As Muhammed Magassy, an adviser to the UK-based think tank Centre for Sustainable Palm Oil Studies, wrote recently: “While smallholder farmers are responsible for significant percentages of palm oil production, they are overwhelmingly not responsible for catastrophic deforestation. The EU’s decision to apply sanctions to palm oil will cause immense hardship to huge numbers of economically precarious people of colour and threatens to drive them back into poverty.”
Even if done in the name of protecting rainforests and endangered orangutans, this is presumably not a consequence the EU was intending. And there are many in Malaysia and Indonesia who do not want to see their richly biodiverse jungles destroyed either. As long ago as 2004, the Roundtable on Sustainable Palm Oil (RSPO) was set up.
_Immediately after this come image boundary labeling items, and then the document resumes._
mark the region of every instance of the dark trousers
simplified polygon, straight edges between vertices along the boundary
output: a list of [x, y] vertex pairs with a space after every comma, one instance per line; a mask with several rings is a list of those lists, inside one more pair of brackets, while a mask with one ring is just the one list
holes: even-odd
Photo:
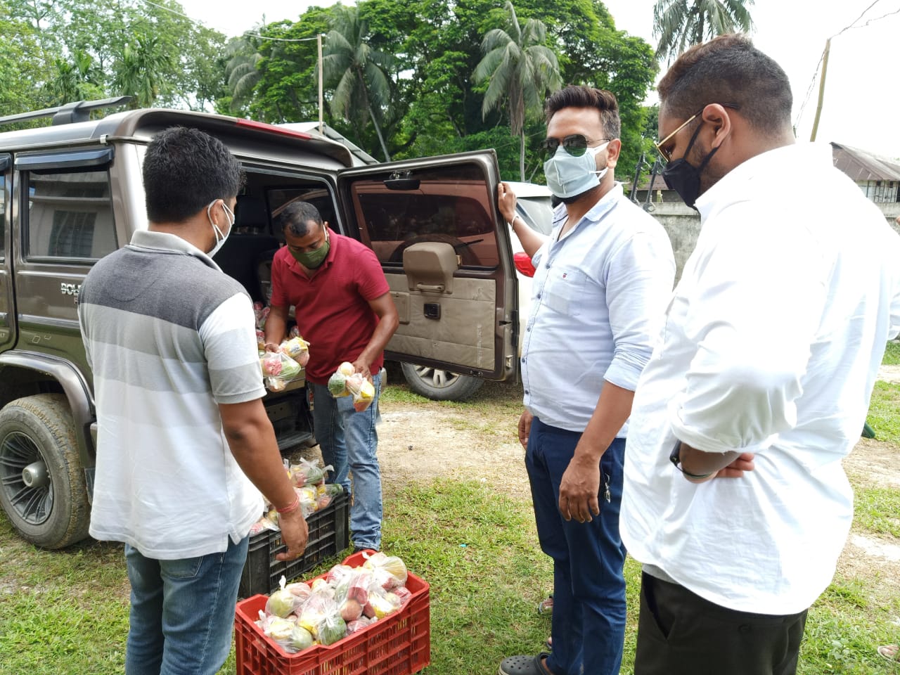
[[806, 611], [738, 612], [644, 573], [634, 675], [794, 675]]
[[562, 519], [559, 500], [562, 473], [580, 437], [535, 418], [525, 454], [541, 550], [554, 560], [547, 668], [555, 675], [618, 675], [626, 620], [626, 552], [618, 528], [625, 439], [615, 439], [600, 460], [609, 501], [601, 485], [600, 515], [579, 523]]

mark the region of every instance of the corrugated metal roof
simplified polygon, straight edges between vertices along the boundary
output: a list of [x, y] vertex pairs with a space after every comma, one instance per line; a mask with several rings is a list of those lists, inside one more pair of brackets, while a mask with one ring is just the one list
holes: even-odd
[[834, 166], [856, 183], [900, 181], [900, 160], [873, 155], [842, 143], [832, 143]]

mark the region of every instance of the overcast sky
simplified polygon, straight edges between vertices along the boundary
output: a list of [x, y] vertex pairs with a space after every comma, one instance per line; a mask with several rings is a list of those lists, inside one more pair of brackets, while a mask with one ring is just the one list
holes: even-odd
[[[498, 5], [502, 4], [502, 0], [497, 2]], [[181, 4], [189, 16], [234, 36], [264, 18], [266, 22], [296, 20], [310, 5], [328, 6], [332, 3], [181, 0]], [[605, 4], [616, 28], [655, 47], [651, 33], [653, 0], [608, 0]], [[248, 12], [248, 7], [253, 7], [253, 12]], [[818, 97], [816, 72], [825, 40], [834, 36], [816, 140], [900, 158], [900, 125], [896, 122], [900, 0], [756, 0], [750, 9], [756, 22], [754, 43], [790, 77], [797, 138], [809, 140]], [[864, 12], [863, 18], [855, 23], [860, 27], [841, 32]], [[882, 16], [885, 18], [879, 18]], [[867, 21], [871, 22], [863, 25]]]

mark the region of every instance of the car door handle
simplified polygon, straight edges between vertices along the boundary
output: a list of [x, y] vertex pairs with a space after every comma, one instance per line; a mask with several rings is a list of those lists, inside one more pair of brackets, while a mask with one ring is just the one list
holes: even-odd
[[433, 292], [433, 293], [442, 293], [444, 292], [443, 284], [417, 284], [417, 291], [422, 291], [424, 292]]

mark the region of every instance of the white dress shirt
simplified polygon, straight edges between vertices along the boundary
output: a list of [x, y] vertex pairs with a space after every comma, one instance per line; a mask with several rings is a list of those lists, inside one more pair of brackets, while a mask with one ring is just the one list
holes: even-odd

With stakeholders ranging from palm oil companies, manufacturers and banks to environmental NGOs, the aim was “to develop and implement global standards for sustainable palm oil”, or Certified Sustainable Palm Oil (CSPO).
Within a few years, a major stumbling block became evident. Even though about 19 per cent of global palm oil is now CSPO, many manufacturers and retailers, including in Europe, are unwilling to pay the greater price for it. Only half of the CSPO-produced last year was sold as such – the rest had to be sold as uncertified. As Carl Bek-Nielsen, co-chair of the RSPO, told Bloomberg last week: “People have been screaming and shouting for sustainable palm oil, but as soon as it is available, they found all sorts of excuses and disappeared out that door.”
Teresa Kok, Malaysia’s then minister of primary industries, made a similar point in 2018. “We have produced higher quantities of CSPO but sadly the uptake from British and European entities is far less than previously promised. We find that there is a constant deferment of their commitment dates. As a result, producers, including smallholders, are questioning the overall rationality of CSPO.”For, if Europeans are really worried about South-East Asian forests, they should incentivise palm oil producers to go sustainable
As it is, palm oil is far more sustainable than sunflower or rapeseed oil, because the latter require several times more land to produce the same amount. Those two crops are grown in Europe. Would it be too cynical to suggest that the EU ban on palm oil – meaning their own oils would have to be used instead – is another instance of first-world protectionism being given a greenwash?
For, if Europeans are really worried about South-East Asian forests, they should incentivise palm oil producers to go sustainable by committing to buy or find a market for the certified products. Given the EU’s capacity to set global standards – many companies around the world align with them simply so they do not risk being shut out – they wouldn’t have to take sole responsibility, just perhaps the lead.
I asked Dr Hezri Adnan, executive director of the Malaysian Institute of Economic Research and author of The Sustainability Shift, about the current impasse. “RSPO outlines transnational private standards, and producers break their back to comply, but EU [and US] public regulations say something else,” he told me. “I would say there is a degree of antagonism and hypocrisy there somewhere.”
There is a simple way forward. As Mr Bek-Nielsen says: “If you want the world to produce sustainable timber, beef, chickens, cars or palm oil, you have to support that movement and be part of the change.”
As they head home from Glasgow, that is a message I hope leaders from the Global North take with them. Climate justice means nothing without it.